« Les quelques jours d'intense lobbying sur le web des "Pigeons", un groupe anonyme de patrons de l'Internet et de la communication relayé médiatiquement par l'UMP, le Medef et la CGPME, a fait plier le gouvernement. Ce dernier a annoncé ce jeudi matin faire marche arrière sur la fiscalité des créateurs d'entreprise ». lire la suite sur http://www.humanite.fr/social-eco/fiscalite-le-gouvernement-pigeonne-par-lump-et-le-medef-505552 . De cette suite, j’extrais cependant ceci : Des relais massifs : Dans les premiers temps, outre les appels lancés par les "Pigeons", le témoignage d'Olivier Bernasson et son "appel à mon député" est rapidement mis en avant. Pratique, puisque ce fondateur de pecheur.com se présente comme électeur de François Hollande à la présidentielle. La volière du groupe de pression grossit prestement en nombre de "suiveurs", grâce au "likes" et autres "retweets" d'un mixte de patrons-militants UMP (comme celui-ci ou celle-ci) et d'entrepreneurs du web alarmés par les arguments brandis. Jusque-là silencieuse sur le projet de loi de finances 2013 du gouvernement, la CGPME mobilise soudainement ses adhérents lundi, via un communiqué publié au nom aussi évocateur que soufflé de l'extérieur: "Les patrons ne sont pas des pigeons". Les ténors de l'UMP embraillent dans les médias, François Fillon reprenant par exemple à son compte le terme de "pigeon" mercredi sur France Inter. De son côté, Laurence Parisot se laisse aller à une outrance, parlant de "racisme" anti-entrepreneurs. Ne manquait plus qu'un sondage sorti au bon moment – 54% des Français jugent inéquitables les 37 milliards d'effort budgétaire, selon un sondage BVA ce jeudi – et le tour est joué. Fin de citation.
J’ajoute que le monolithe médiatique -dont j’ai parlé ailleurs sur ce site - a encore frappé : tous les journaux à la solde du capital -langue de bois bien utile quand elle est encore justifiée- en ont rajouté une couche épaisse et lourde : Les échos, le Figaro, Le Progrès, … Résultat des courses : le gouvernement social-libéral capitule. Quant on les attaque les pauvres ne disent rien. Ils subissent[1]. Se dégoûtent de la politique et, pire, votent LePen. Les riches, eux, ont une capacité de réaction étonnante. Ils ont tous les pouvoirs, financiers, culturels, médiatiques. C’est d’autant plus écœurant que l’INSEE, administration publique tenue à ses devoirs républicains[2], vient de nous dire - il y a quinze jours - que, au terme de l’année 2010, dernière année statistique connue, les riches étaient plus riches qu’en 2009 et les pauvres plus pauvres qu’en 2009. Il est évident - la politique Sarkozy s’aggravant en 2011, que l’on apprendra officiellement, qu’au terme de l’année 2011, les riches étaient plus riches qu’en 2010 et les pauvres encore plus pauvres. Les vrais pigeons s’écrasent mais les faux pigeons qui sont des vautours carnassiers s’excitent et s’agitent dans un bruit de plumes mortifère. Leurs déjections viennent surélever le mur d’argent.

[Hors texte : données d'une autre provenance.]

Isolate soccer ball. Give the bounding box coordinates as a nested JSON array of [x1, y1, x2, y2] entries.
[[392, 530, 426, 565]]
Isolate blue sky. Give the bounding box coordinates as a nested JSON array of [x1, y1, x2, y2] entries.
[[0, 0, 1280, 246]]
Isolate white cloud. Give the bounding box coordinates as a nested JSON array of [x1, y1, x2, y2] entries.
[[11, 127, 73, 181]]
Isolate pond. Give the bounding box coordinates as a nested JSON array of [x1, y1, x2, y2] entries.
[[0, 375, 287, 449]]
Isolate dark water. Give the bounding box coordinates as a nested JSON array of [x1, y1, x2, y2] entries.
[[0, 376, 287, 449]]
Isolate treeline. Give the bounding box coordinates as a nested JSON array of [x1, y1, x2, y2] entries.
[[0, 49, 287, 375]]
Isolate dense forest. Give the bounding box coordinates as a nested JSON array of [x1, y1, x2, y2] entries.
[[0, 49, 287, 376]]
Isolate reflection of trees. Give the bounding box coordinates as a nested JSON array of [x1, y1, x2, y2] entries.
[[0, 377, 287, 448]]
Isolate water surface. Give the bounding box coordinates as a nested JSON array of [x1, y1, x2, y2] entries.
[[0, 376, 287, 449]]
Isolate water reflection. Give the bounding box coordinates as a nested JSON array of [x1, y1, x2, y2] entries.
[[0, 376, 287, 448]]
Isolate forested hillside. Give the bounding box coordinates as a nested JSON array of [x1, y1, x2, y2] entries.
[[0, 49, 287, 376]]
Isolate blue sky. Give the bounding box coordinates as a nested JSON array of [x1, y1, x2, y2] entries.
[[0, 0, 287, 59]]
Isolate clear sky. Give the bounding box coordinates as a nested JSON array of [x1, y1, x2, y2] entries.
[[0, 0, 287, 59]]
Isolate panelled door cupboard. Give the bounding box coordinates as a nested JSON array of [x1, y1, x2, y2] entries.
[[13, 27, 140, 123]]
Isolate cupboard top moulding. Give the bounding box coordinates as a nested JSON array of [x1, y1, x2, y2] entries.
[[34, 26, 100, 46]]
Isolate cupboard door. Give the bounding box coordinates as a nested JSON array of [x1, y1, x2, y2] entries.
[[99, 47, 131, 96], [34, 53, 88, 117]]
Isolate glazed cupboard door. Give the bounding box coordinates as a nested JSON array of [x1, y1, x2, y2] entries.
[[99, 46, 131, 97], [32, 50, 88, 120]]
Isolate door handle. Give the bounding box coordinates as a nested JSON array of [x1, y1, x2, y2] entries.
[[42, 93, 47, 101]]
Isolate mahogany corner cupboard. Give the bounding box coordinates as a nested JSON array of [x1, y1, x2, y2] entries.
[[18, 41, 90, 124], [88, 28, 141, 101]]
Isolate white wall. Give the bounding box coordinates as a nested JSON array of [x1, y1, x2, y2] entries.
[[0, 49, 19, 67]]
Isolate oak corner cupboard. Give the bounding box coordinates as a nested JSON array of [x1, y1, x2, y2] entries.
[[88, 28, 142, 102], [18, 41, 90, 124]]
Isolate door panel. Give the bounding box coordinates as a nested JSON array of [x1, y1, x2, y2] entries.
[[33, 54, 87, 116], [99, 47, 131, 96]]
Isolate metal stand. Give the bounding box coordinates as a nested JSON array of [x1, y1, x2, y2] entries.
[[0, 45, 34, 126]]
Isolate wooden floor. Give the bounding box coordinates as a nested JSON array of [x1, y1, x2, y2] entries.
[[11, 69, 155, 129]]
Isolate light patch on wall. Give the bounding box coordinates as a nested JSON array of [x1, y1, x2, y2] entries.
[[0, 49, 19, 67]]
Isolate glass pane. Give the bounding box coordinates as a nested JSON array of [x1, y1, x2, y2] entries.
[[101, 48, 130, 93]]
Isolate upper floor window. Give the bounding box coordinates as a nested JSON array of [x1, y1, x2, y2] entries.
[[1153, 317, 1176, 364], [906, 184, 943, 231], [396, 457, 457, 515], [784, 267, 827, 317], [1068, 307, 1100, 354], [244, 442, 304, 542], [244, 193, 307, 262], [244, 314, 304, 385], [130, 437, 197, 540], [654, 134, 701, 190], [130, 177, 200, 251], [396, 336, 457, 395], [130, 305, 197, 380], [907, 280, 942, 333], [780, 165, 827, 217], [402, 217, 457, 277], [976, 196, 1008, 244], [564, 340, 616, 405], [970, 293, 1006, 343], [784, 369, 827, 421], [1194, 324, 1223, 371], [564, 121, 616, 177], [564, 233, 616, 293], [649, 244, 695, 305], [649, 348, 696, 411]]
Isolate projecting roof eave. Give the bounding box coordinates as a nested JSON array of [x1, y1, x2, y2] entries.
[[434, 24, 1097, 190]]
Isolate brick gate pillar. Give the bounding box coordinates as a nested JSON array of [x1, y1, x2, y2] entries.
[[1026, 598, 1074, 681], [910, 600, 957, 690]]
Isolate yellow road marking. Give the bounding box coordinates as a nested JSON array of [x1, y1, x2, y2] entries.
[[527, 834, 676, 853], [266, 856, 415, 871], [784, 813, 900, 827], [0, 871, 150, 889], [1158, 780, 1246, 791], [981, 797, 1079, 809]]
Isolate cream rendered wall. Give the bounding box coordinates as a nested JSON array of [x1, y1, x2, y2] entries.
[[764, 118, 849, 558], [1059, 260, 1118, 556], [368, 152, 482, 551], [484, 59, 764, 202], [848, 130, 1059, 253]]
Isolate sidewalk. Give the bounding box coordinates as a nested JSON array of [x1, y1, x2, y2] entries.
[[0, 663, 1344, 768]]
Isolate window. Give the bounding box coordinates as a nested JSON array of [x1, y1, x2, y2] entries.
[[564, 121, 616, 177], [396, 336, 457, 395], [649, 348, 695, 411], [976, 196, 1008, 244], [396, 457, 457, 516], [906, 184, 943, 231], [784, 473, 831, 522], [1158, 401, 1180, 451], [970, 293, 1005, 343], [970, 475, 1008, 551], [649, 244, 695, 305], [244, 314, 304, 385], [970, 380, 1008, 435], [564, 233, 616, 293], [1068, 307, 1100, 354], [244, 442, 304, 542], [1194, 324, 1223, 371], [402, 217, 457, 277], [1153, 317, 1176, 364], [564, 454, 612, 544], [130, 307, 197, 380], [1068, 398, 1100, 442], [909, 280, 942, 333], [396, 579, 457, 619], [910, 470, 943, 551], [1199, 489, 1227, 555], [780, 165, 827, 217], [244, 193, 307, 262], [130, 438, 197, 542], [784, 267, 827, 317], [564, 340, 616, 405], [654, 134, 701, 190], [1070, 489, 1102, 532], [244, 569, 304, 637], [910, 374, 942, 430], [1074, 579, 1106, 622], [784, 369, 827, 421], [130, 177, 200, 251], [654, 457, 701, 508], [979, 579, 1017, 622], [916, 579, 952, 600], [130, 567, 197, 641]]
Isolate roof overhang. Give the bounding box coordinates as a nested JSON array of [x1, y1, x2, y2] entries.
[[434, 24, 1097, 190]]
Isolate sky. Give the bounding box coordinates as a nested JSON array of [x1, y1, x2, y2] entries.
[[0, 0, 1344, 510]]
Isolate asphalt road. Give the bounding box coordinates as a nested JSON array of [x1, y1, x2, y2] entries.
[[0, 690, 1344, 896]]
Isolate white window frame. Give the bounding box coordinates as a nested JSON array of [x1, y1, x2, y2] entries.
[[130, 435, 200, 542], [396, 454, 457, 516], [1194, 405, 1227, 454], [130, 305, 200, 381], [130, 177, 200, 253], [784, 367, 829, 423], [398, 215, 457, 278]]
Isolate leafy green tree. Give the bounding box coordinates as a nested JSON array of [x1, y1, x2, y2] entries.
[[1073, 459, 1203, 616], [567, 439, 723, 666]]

Depuis quand les socialistes ont-ils peur du "mur d’argent" ? 1924-1926 : le "mur d'argent"...Depuis l’échec de l’expérience du Cartel des Gauches en 1924-1926. La figure de proue du Cartel fut le président radical Edouard Herriot à qui l’on doit la création de la formule. A partir du moment où l’on inscrit tout changement dans le cadre du fonctionnement du système économique capitaliste, les socialistes au gouvernement ne veulent pas dérégler le système et provoquer une grève des patrons, une grève des possédants, ne veulent pas voir se dresser devant eux le mur d’argent, comme en 1926. C’est le chancelier allemand Helmut Schmidt qui, selon moi, a donné la meilleure définition de la social-démocratie : "les profits d’aujourd’hui sont les investissements de demain et les emplois d’après-demain". Donc pour créer des emplois…. Les profits des entreprises d’abord ! Et
les sociaux-démocrates allemands sont devenus parmi les meilleurs amis des
patrons : c’est ainsi que fut surnommé le chancelier Schroeder. En France,
les socialistes sont plus discrets de ce point de vue parce que l’existence d’un
puissant parti communiste leur imposait une sorte d’obligation de réserve. Mais
depuis les années Mitterrand et Delors, les amitiés entre socialistes et
patrons ne se comptent plus. lire à ce sujet : François Hollande : sa pesanteur sociologique... L’actualité a montré comment et combien les dirigeants socialistes européens étaient de fidèles exécutants des exigences du patronat de la finance. Et le gouvernement Ayrault est à cet égard plein de bonnes volontés. Voici ce que dit le président du groupe des députés socialistes : "En matière de redressement de nos finances publiques, le traité (TSCG, JPR) ne nous contraint à aucun effort supplémentaire par rapport au choix annoncé durant la campagne présidentielle. Il ne contient aucune règle d'or, aucun transfert de souveraineté. Le redressement dans la justice des comptes publics constitue un objectif d'abord national pour reconquérir des marges de manœuvre, sans faire porter sur les générations futures le fardeau de l'explosion de la dette. Maîtriser nos comptes publics, c'est d'abord un enjeu de souveraineté nationale: nous ne devons pas dépendre des marchés financiers"[3]. J’ai surligné les mots qui me semblent exprimer un syndrome « pont de la rivière Kwaï », ce film où les Japonais veulent faire construire par leurs prisonniers anglais un pont stratégique. Ces derniers refusent et déclarent qu’ils ne construiront ce pont que si ce sont eux et seulement eux qui ont la maitrise d’œuvre. Et c’est ainsi que les Anglais construisirent un pont magnifique pour leurs ennemis japonais. Bruno Le Roux nous indique que ce sont les socialistes français, au gouvernement, qui seuls, appliqueront la politique d’austérité que demande la finance. Pas besoin du traité TSCG pour cela ! on est assez grands !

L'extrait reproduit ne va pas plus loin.